Nissan Leaf 'Advanced R&D Electric Vehicle' shown at company annual meeting, Yokohama, Jun 2015
Back in November 2009, Nissan CEO Carlos Ghosn said 20 percent of his company's sales would be electric cars by 2020--and that electric cars would make up 10 percent of global sales.
But Ghosn was widely pillored for his projections just a few years later, when Nissan Leaf sales proved slower than expected after its December 2010 launch.
As the car approaches its fifth birthday, around 200,000 Leafs have been delivered. It's the best-selling electric car in history, but still just a tiny fraction of the company's sales.
DON'T MISS: Nissan And Renault Have Now Sold More Than 250,000 Electric Cars (Jun 2015)
Global sales last year for Nissan and its French alliance partner Renault together were 8.5 million vehicles; battery-electric cars were 82,602 of those, or roughly 1 percent.
Nevertheless, Nissan said this week that it expects a major inflection point in electric-vehicle sales sometime between 2019 and 2021.
Tshering Tobgay, prime minister of Bhutan, with Nissan CEO Carlos Ghosn and Nissan Leaf electric car
It will ramp up sales of electric cars to 5 percent of the total between now and then, the company said--and 10 percent "in the near future" after that.
The statements came not from Ghosn, but from Nissan corporate officer Hiroto Saikawa, at an event at the company's Yokohama headquarters on Tuesday.

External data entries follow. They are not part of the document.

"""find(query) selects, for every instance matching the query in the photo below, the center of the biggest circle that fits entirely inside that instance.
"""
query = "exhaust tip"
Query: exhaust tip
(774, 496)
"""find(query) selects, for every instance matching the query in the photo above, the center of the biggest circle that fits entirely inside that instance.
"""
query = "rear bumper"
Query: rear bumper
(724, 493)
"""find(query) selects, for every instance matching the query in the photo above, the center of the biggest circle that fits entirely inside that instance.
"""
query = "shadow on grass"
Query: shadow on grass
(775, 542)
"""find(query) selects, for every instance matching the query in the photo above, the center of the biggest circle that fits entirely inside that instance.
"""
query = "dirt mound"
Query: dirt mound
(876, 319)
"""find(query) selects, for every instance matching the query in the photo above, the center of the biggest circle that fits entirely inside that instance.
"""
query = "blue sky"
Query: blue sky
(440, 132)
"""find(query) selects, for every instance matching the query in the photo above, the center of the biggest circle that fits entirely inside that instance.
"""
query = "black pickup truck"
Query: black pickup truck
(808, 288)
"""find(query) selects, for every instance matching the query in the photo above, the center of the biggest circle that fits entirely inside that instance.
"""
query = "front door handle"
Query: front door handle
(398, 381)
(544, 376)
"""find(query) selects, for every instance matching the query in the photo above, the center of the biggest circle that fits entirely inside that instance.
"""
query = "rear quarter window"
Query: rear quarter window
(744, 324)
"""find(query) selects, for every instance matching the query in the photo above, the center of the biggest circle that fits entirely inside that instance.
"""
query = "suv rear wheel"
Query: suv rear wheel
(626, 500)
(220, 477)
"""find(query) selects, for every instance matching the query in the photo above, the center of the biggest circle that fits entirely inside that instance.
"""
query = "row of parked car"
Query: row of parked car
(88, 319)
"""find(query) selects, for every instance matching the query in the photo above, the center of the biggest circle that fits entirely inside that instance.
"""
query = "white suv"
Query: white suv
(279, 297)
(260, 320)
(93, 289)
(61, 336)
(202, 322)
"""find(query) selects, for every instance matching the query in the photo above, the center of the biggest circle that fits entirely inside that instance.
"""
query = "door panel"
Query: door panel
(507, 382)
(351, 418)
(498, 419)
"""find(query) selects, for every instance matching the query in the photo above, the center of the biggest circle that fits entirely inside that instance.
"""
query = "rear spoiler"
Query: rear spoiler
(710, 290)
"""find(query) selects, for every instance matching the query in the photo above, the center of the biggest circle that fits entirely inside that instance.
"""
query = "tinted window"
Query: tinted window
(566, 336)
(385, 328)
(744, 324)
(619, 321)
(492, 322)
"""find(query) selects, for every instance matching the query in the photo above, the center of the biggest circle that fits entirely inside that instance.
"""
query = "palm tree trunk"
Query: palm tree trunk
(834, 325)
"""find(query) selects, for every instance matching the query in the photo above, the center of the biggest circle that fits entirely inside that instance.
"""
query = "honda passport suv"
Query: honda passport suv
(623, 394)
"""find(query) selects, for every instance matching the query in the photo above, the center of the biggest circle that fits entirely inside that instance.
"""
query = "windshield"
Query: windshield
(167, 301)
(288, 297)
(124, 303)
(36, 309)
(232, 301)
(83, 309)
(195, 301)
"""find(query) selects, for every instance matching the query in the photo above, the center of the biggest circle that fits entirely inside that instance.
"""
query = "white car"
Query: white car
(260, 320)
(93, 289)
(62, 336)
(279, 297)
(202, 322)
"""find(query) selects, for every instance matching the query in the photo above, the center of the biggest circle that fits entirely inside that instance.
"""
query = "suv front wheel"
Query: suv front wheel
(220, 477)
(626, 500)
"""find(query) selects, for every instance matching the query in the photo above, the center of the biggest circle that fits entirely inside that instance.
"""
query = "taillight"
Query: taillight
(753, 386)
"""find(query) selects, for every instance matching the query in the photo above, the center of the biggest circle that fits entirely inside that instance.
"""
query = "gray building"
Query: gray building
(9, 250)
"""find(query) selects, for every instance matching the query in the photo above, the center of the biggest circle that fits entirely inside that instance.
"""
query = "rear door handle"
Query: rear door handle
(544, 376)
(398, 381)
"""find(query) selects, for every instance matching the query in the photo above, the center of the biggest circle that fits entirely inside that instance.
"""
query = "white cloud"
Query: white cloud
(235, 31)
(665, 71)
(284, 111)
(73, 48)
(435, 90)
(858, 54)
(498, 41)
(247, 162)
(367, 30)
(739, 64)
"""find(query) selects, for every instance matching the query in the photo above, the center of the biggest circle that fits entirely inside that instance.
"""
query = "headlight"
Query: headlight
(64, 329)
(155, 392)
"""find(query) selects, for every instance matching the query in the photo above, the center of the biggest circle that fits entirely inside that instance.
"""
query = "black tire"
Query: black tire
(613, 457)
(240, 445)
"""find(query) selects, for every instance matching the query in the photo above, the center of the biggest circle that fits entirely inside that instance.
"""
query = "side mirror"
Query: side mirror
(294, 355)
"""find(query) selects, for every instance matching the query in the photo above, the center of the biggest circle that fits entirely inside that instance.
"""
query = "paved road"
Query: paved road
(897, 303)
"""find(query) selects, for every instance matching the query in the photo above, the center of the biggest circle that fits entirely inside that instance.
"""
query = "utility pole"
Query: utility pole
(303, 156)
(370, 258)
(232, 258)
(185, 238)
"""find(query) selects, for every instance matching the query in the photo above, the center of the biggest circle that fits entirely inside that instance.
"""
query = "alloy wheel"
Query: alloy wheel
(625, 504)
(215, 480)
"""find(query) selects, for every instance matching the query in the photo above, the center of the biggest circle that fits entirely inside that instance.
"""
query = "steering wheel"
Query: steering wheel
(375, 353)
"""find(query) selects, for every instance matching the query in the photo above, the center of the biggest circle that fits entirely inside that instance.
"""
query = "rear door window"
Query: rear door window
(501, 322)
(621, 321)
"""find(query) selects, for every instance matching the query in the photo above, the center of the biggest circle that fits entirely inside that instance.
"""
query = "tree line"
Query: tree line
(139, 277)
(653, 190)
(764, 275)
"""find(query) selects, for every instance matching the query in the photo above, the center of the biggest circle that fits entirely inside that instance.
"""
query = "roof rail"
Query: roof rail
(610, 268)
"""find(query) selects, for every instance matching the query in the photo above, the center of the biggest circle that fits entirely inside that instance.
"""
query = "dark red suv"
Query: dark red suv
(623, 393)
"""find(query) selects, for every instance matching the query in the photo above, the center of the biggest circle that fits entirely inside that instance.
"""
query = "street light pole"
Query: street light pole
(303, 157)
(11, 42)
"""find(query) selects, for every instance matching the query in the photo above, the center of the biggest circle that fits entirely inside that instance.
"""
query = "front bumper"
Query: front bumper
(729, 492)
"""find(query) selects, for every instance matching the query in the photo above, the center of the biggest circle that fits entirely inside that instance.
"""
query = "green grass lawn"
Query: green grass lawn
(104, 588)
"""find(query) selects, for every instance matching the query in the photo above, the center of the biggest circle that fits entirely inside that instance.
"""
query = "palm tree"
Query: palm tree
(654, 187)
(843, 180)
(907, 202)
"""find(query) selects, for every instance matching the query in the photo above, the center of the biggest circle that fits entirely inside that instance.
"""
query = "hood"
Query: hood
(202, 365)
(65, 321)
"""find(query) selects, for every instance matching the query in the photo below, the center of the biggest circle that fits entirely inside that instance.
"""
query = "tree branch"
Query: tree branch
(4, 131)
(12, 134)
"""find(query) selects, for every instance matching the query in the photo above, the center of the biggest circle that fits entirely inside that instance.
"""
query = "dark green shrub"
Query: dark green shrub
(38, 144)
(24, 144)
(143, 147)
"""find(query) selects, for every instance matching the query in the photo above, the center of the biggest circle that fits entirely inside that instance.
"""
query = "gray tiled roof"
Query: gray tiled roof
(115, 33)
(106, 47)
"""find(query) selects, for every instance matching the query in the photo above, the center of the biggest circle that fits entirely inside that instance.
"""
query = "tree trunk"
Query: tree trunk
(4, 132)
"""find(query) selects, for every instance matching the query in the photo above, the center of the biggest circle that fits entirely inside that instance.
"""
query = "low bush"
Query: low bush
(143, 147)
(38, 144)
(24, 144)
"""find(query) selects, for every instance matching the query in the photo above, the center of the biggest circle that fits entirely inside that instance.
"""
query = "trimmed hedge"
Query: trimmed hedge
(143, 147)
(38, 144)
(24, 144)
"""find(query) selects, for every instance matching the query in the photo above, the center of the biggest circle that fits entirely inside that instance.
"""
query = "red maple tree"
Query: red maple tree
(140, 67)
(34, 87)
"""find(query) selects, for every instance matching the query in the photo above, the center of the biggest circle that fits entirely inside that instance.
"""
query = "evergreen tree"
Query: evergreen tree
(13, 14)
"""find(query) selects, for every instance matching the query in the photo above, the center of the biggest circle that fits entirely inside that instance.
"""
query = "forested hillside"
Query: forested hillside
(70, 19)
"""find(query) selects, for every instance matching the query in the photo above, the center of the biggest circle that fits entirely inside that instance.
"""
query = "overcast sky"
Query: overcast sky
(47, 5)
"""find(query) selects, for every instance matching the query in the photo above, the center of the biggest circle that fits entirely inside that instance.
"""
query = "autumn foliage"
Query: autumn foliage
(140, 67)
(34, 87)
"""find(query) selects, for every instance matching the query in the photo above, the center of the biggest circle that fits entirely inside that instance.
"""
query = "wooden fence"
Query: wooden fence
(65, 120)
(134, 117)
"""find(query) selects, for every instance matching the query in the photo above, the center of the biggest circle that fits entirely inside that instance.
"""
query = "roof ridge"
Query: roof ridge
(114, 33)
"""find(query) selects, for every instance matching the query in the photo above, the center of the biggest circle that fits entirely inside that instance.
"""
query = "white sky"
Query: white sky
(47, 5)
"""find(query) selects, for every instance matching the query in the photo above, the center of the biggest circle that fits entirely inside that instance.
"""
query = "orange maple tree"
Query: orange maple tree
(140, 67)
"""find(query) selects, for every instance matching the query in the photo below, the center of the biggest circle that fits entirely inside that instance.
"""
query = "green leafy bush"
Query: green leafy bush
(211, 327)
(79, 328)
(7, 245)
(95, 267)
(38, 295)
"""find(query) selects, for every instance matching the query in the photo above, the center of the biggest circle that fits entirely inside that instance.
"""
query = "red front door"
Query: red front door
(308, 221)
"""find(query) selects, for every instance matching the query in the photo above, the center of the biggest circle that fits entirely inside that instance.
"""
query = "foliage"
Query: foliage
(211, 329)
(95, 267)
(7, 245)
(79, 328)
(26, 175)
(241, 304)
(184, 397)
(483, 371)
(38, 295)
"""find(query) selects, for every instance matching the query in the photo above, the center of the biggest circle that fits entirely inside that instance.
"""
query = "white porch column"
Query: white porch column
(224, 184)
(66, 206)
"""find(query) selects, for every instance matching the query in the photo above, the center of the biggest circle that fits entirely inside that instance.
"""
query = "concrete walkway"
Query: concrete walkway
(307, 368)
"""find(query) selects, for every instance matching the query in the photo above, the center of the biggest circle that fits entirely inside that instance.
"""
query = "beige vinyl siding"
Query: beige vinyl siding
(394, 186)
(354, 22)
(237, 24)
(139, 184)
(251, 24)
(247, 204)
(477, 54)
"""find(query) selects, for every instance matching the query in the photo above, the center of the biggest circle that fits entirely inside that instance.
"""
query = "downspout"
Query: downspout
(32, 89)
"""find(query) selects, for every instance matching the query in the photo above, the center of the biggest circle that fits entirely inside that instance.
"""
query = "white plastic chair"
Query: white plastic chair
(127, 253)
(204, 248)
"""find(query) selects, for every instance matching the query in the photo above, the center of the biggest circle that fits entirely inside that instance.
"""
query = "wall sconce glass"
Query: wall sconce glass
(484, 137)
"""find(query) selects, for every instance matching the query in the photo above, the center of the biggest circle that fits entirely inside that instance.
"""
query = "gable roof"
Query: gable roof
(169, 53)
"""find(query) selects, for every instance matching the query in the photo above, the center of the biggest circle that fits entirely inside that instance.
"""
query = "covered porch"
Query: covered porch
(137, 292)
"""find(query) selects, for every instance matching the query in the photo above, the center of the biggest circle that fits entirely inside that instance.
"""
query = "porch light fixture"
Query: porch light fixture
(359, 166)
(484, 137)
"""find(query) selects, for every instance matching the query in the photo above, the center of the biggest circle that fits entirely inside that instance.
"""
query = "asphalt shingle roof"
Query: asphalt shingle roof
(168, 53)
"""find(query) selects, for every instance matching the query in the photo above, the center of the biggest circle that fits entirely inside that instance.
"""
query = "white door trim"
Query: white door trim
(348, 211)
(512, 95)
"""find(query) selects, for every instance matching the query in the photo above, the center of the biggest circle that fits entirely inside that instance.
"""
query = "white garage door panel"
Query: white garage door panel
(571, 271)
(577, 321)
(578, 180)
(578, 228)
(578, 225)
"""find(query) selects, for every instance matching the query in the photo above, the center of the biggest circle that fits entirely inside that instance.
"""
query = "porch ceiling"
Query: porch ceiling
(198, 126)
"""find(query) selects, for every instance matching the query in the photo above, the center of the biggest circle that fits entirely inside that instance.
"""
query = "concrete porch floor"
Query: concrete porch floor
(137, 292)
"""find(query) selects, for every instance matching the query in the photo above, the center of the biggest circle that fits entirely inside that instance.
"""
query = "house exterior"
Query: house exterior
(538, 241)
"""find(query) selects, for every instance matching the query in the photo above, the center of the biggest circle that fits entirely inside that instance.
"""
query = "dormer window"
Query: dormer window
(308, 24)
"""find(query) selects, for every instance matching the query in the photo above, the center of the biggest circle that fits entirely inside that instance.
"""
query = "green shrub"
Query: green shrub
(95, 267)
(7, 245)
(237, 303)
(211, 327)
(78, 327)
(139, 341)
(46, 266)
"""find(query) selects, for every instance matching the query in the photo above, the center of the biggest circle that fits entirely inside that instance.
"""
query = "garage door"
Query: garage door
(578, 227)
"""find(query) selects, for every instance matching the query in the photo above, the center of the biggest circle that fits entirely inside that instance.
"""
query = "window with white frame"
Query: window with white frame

The enabling factor will be a "breakthrough battery" that permits a range of 200 miles, he said, which Nissan will launch within the next few years.
That battery is widely expected to be offered in the second-generation Nissan Leaf, to be introduced as a 2017 or 2018 model.
Chevrolet Bolt EV concept, 2015 Detroit Auto Show
The first-generation Leaf has been fitted with batteries that provide U.S. rated ranges of 73 miles, 84 miles, and now 107 miles.
But with the 2017 Chevrolet Bolt EV to launch before the end of 2016 with a promised range of 200 miles, the bar has been upped significantly.
BMW is also expected to boost the range of its i3 electric minicar, which its CEO Harold Krüger confirmed it would do next year, most likely for the 2017 model year.
Finally, Tesla has said it will unveil its $35,000, 200-mile Model 3 sedan next spring and put that car into production by the end of 2017.
The company's track record of meeting deadlines in the past may argue for a more realistic volume production date of 2018 or 2019.
But it remains unclear what vehicles beyond the Leaf Nissan expects to achieve its 10-percent goal.
Nissan e-NV200 electric van on assembly line in Barcelona, Spain; production started in May 2014
Still, Nissan clearly intends to hang onto its position as the world's highest-volume producer of electric cars.
And it appears to be in no immediate danger of losing that crown, albeit perhaps at considerably lower volumes than Ghosn predicted five years ago.